To take an example, International Relations as a discipline is almost undergoing a nomenclature adjustment into Global International Relations. Where is that coming from? It cannot be accounted for without referencing Stanley Hoffman’s 1997 essay, “An American Social Science: International Relations”, irrepressible voices such as Bristol University’s Gurminder Bhambra or LSE’s Tarak Barkawi who specifically maintained that social science has problematised empire out of knowledge and the works of the early ‘dissidents’ in IRs in the late 1980s. subsequently, the ‘worlding Beyond the West’ series in International Relations capturing this shift has transformed into a phenomenon. This is a significant part of the struggle for hegemony or against hegemonic scripts since the concepts, theories and methods they advance partake in mostly disrupting hegemonic scripts. None of this seems to be reflected in our International Relations, Political Science in Nigeria. Instead, Department of Political Science and History in many of the universities are engaged in the laughable fighting over where International Relations belongs. The world has gone beyond that.

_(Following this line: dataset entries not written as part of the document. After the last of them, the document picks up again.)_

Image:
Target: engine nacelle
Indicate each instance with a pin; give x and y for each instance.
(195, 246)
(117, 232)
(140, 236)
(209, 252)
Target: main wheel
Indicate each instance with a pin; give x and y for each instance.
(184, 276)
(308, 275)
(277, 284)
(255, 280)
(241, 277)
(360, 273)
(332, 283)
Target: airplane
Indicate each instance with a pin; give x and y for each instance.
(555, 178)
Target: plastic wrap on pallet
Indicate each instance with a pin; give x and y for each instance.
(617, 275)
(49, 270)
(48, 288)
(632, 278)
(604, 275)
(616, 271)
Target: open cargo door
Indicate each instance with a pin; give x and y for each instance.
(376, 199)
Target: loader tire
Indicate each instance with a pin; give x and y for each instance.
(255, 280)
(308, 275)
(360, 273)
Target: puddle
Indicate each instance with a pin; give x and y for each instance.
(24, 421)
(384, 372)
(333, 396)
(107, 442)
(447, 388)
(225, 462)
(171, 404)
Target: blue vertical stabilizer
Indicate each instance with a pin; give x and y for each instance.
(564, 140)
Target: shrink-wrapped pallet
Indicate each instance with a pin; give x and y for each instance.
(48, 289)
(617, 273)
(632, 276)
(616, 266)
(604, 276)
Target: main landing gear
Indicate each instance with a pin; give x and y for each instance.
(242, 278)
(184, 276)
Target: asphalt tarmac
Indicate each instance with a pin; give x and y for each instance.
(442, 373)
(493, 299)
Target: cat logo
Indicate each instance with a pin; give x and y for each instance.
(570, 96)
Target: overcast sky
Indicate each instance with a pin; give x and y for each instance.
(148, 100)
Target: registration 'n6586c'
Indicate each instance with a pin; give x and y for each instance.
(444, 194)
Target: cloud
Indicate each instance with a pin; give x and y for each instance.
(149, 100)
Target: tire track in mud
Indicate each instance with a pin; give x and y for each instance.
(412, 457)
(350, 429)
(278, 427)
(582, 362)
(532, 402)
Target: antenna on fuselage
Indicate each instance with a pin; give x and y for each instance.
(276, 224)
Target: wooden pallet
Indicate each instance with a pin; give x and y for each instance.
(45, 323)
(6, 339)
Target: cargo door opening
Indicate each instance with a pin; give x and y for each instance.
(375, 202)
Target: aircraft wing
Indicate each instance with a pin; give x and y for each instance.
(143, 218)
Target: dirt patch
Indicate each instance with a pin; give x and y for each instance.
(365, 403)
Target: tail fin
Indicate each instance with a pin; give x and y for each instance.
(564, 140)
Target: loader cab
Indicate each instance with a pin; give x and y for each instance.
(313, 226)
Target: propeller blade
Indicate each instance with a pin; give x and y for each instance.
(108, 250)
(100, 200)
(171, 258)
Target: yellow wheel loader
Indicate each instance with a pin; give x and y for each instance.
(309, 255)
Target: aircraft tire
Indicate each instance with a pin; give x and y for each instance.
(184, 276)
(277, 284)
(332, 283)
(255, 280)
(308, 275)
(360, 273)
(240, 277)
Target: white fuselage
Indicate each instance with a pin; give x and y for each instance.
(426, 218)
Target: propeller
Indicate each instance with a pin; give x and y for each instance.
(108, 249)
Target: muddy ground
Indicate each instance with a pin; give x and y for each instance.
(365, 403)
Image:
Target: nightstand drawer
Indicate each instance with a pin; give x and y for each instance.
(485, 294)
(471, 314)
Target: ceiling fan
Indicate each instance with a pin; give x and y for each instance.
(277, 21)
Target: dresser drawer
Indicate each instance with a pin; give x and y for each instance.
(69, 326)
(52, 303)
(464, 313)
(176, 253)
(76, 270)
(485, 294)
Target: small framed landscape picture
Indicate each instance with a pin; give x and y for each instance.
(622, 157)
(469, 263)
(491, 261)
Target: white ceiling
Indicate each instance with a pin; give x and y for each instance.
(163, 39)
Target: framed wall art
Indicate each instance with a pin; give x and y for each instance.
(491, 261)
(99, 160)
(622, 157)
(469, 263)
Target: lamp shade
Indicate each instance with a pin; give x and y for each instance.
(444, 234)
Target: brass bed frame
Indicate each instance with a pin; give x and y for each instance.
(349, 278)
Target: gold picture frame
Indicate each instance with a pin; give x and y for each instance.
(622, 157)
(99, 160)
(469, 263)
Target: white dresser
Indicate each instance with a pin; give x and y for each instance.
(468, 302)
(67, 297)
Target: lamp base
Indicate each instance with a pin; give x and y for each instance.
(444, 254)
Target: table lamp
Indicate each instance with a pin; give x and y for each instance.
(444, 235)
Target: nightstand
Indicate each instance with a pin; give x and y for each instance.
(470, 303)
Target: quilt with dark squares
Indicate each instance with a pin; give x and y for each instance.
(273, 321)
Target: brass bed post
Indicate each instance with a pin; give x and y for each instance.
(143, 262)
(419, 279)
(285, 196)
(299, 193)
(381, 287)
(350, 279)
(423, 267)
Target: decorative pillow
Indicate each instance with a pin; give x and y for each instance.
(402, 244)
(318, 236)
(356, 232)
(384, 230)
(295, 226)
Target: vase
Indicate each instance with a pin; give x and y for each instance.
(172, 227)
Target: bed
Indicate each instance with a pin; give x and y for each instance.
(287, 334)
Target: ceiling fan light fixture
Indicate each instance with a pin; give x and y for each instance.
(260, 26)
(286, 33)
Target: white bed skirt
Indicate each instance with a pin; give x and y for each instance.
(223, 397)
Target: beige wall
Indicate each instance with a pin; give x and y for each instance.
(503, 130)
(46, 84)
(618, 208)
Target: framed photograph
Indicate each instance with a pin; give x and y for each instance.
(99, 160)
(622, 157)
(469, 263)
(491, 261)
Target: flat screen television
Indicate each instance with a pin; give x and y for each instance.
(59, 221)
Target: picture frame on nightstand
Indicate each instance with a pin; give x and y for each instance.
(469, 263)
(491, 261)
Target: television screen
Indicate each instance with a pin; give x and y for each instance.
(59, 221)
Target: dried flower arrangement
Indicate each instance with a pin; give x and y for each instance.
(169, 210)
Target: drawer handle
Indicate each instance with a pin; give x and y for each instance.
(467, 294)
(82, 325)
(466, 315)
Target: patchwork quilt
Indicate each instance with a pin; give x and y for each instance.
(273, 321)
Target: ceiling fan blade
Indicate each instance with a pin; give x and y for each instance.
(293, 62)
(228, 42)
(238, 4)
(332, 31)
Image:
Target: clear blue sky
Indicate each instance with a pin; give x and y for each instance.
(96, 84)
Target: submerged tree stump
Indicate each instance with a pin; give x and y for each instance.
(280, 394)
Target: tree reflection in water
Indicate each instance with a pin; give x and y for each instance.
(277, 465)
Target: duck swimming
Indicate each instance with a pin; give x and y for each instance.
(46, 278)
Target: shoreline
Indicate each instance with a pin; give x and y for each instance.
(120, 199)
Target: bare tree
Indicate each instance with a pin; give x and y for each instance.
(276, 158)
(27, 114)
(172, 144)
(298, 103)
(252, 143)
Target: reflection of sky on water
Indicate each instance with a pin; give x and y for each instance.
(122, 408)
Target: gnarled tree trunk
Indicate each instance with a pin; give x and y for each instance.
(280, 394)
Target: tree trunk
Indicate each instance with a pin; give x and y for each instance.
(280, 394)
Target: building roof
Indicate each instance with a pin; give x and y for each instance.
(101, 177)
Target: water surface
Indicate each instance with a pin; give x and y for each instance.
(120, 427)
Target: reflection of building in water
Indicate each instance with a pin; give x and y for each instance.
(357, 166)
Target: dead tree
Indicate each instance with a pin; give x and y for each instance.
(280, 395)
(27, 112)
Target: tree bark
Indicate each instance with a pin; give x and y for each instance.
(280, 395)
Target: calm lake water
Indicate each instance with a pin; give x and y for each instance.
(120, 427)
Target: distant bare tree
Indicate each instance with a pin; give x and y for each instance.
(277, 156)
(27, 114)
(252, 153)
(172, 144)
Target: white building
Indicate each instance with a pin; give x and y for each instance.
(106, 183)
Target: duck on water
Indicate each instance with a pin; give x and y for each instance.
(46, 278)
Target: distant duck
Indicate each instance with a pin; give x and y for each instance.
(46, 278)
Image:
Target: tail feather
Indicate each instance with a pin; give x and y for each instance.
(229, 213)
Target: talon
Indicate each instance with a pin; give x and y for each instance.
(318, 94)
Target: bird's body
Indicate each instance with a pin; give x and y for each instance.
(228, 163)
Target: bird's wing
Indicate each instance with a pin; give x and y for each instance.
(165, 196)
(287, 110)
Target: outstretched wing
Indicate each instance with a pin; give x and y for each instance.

The politics of ontology is that it is very easy to overcome. The overarching paradigm which will drive it will be an area of a huge debate but the process can start with recovering the Ibadan School of History. There is no alternative to it because the argument that made orality a credible source of knowledge can be generalised. The achievement of the Ibadan School of History is, arguably, reducible to that. This is urgent because knowledge structure changes every time there is a geopolitical shift as is currently unfolding with the unfolding of China as a great power. If not now, then there may be no Olorodes or those who have seen the changing phases of this crisis to remind us about it when we might wake up to its consequences.
From hindsight, we should not shy away from throwing potshots at our dear Olorodes: there are no reasons why they didn’t become Vice-Chancellors and reshape the universities up to a point. They were, morally, ethically, ideologically and academically, as qualified if not more qualified than anyone else in the system then. Although VCs in those days followed the logic of the university idea, things might not have degenerated to where they are now if the Olorodes took over in Ife, Zaria, UNILAG, UNIJOS, UNN, UNICAL and many more. Prof Olorode is forgivable, having written this booklet, especially if he could use the next few weeks to expand it into a fuller text and get it republished.